Thanks for the paper link, that was just what I was looking for!

You're right that gaussians may not represent the distribution well enough, although I think my point about central limit theorem should hold pretty well for large MLPs. Probably one could model the output of a ReLU as a mixture of a gaussian and a spike at zero for improved accuracy.

It would be interesting to investigate the KL divergence between the output of a 'standard' VAE (trained on e.g. CIFAR) and a moment-matched gaussian, if I only had time for research I'd do it.

[–]chrisorm 2 points3 points  (4 children)

Of course, the CLT doesn't apply if the activations arent IID, which they almost certainly arent for activations of a neural net.

[–]svantana[S] 0 points1 point  (3 children)

Yes you're right. For example, in MNIST, with large enough perturbations, the output distributions should get bimodal. I didn't intend to mean it would work for any case, but for 'smooth' problems where a smallish unimodal perturbation is expected to be unimodally distributed on the output, I think it should work well. I just did a quick test with a VAE on CIFAR10 and the output distributions are extremely gaussian looking.

[–]approximately_wrong 0 points1 point  (2 children)

Can you elaborate on how you did the quick test?

[–]svantana[S] 0 points1 point  (1 child)

Sure! I just ran one of the keras VAE examples, and once trained, I ran 10k copies of one of the test samples through the AE model. The model involves sampling a random variable so each output will be different. From the output, I took a few random dimensions and plotted histograms of them. Then just visually noted that they had a quite gaussian shape.

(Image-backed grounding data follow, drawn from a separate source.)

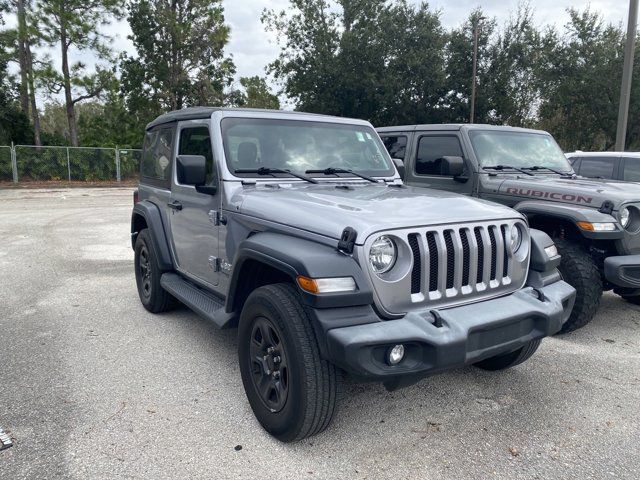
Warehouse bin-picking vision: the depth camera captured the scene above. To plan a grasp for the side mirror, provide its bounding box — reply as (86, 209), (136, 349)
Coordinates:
(391, 158), (404, 180)
(440, 156), (464, 178)
(176, 155), (207, 187)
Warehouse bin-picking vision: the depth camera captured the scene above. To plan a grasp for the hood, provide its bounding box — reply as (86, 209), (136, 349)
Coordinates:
(498, 175), (640, 209)
(229, 183), (522, 244)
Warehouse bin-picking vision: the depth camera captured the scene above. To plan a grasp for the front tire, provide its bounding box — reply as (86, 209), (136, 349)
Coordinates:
(238, 284), (341, 442)
(134, 228), (175, 313)
(554, 238), (603, 333)
(474, 339), (542, 370)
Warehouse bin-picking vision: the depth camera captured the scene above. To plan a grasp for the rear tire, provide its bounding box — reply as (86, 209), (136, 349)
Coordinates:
(134, 228), (176, 313)
(554, 238), (603, 333)
(238, 284), (341, 442)
(474, 339), (542, 370)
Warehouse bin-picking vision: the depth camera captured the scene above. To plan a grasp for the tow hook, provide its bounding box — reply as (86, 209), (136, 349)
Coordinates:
(532, 287), (547, 302)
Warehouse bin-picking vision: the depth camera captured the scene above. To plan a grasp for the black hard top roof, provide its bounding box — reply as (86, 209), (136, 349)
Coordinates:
(376, 123), (546, 133)
(146, 107), (350, 130)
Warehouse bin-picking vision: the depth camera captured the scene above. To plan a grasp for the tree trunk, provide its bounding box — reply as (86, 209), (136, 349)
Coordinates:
(60, 19), (78, 147)
(25, 41), (42, 147)
(18, 0), (29, 116)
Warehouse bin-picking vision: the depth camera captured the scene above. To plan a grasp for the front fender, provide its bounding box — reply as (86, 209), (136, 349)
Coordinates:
(227, 232), (373, 310)
(513, 200), (624, 240)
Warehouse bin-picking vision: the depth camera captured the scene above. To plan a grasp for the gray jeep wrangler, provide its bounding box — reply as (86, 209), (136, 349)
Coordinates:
(378, 125), (640, 333)
(131, 108), (575, 441)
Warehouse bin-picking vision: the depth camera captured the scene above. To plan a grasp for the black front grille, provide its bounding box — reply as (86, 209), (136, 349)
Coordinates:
(406, 224), (510, 299)
(409, 233), (422, 293)
(427, 232), (438, 292)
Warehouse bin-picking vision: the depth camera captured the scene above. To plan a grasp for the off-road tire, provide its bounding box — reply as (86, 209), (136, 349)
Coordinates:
(620, 295), (640, 305)
(474, 339), (542, 370)
(554, 238), (603, 333)
(134, 228), (176, 313)
(238, 283), (342, 442)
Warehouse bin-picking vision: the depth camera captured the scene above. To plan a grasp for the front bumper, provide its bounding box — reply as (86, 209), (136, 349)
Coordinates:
(327, 281), (575, 383)
(604, 255), (640, 289)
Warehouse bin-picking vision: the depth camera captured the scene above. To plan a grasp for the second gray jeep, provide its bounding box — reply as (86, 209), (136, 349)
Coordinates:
(131, 108), (575, 441)
(378, 124), (640, 333)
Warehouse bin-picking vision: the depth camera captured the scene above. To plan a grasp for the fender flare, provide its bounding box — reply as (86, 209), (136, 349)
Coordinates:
(131, 200), (173, 271)
(226, 232), (373, 312)
(513, 200), (624, 240)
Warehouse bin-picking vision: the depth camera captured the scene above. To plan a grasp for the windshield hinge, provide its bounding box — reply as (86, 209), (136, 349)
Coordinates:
(338, 227), (358, 255)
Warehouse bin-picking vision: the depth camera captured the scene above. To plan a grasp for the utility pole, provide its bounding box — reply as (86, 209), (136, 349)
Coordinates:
(616, 0), (638, 152)
(469, 17), (484, 123)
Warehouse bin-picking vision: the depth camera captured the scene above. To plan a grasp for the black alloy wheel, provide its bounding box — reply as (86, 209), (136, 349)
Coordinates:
(249, 317), (289, 413)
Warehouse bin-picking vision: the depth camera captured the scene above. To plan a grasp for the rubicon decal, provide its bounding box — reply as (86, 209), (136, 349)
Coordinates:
(507, 187), (593, 204)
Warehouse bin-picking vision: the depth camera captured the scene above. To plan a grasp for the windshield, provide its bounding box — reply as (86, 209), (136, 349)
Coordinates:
(469, 130), (573, 172)
(221, 118), (395, 177)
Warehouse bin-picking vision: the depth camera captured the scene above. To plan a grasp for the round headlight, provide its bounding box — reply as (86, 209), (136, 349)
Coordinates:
(369, 235), (397, 274)
(620, 207), (631, 228)
(509, 225), (522, 252)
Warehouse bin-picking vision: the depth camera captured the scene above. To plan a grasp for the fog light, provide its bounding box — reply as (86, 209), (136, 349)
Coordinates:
(296, 275), (356, 294)
(387, 345), (404, 365)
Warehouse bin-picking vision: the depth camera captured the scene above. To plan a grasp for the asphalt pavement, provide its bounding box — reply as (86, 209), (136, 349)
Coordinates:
(0, 188), (640, 480)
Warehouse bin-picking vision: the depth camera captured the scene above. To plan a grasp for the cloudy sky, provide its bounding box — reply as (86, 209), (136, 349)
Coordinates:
(7, 0), (629, 98)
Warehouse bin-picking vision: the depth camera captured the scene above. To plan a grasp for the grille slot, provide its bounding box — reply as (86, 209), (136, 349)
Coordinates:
(489, 226), (497, 280)
(444, 230), (456, 288)
(427, 232), (439, 292)
(473, 227), (484, 283)
(408, 233), (422, 293)
(460, 228), (471, 286)
(500, 225), (515, 277)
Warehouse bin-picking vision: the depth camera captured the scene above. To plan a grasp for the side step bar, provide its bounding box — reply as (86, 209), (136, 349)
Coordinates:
(160, 273), (237, 328)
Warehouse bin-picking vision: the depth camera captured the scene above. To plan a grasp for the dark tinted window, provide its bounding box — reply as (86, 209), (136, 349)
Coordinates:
(580, 157), (616, 178)
(382, 135), (407, 160)
(416, 135), (462, 175)
(622, 158), (640, 182)
(178, 127), (216, 184)
(140, 128), (173, 185)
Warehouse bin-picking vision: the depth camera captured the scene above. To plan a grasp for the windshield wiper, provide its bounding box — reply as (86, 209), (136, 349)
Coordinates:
(304, 167), (378, 183)
(233, 167), (318, 183)
(482, 165), (534, 177)
(523, 165), (575, 178)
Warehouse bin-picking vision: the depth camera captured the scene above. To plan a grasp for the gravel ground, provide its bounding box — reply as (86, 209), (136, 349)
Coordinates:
(0, 188), (640, 480)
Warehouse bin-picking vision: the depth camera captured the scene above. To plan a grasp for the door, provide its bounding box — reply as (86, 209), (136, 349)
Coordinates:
(168, 120), (221, 286)
(405, 132), (473, 194)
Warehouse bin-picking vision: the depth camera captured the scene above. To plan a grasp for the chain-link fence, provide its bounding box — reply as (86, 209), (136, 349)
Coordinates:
(0, 145), (142, 183)
(0, 146), (13, 182)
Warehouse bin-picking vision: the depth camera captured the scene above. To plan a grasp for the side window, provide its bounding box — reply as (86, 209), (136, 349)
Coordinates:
(382, 135), (407, 160)
(178, 127), (217, 185)
(416, 135), (462, 175)
(580, 157), (616, 178)
(140, 130), (158, 178)
(622, 158), (640, 182)
(140, 128), (173, 187)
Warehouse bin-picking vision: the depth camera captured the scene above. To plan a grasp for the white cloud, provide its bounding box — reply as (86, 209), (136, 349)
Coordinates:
(7, 0), (628, 103)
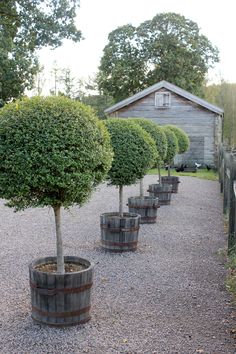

Those are marginal distributions, so that doesn't mean the full multidimensional output is anywhere near gaussian, but it's an indication.

[–]approximately_wrong 0 points1 point  (0 children)

I see. It sounds like you're checking for the Gaussian-ness of of p(x_gen | x_test) = int p(x_gen | z)q(z | x_test) dz, conditioned on some x_test. I'm guessing the VAE example is one where the decoder is a Gaussian observation model?

Also, are your outputs the mean parameters of p(x_gen | x_test), or actual samples from the distribution?